RAGDC
All guides
Hands-on tutorials
5 min read

Import large document collections

Hundreds of contract PDFs to ingest? An entire SharePoint site? This guide explains which approach fits your scale and how to triage failed uploads quickly.

Key takeaways

  • Under 50: drag-and-drop. Hundreds: batch upload. Entire SharePoint sites: Live connector.
  • The SharePoint Live connector keeps files in your Microsoft cloud — they never leave your tenant.
  • 90% of failures are scanned PDFs, encrypted files, or oversized Excels — the console surfaces the reason.
1

1. Pick the right method for your scale

Three options by scale. Under 50 files: just drag-and-drop in the console. A few hundred to a thousand: use the Batch Upload button to select everything at once. An entire SharePoint site or OneDrive: enable the SharePoint Live connector for live indexing — files stay in your Microsoft cloud the whole time, meeting enterprise compliance.

2

2. Connect SharePoint Live

Workspace Settings → SharePoint Live → Authorize with your Microsoft 365 account, then pick the sites or folders to connect.
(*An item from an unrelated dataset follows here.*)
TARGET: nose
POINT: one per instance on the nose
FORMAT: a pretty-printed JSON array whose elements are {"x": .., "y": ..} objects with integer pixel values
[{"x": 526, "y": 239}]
Once set up, when your team asks questions in the Playground, the system queries your SharePoint files live — update a document on SharePoint and the AI uses the new version instantly, no re-upload needed.

3

3. Troubleshoot failed uploads

When a document shows Failed status, click into its detail page to see the reason. Top 3 causes: scanned PDFs (image-only, no text layer — run OCR first to make them searchable); encrypted PPT files (remove password in PowerPoint first); oversized Excels (split by worksheet and upload separately).

4

4. Monitor batch ingest progress

The header progress bar shows pending + processing counts so you always know what's left. The KB detail page filters documents by status (Pending / Processing / Ready / Failed) to quickly spot problems. After a batch ingest completes, run a few real questions in the Playground to validate answer quality.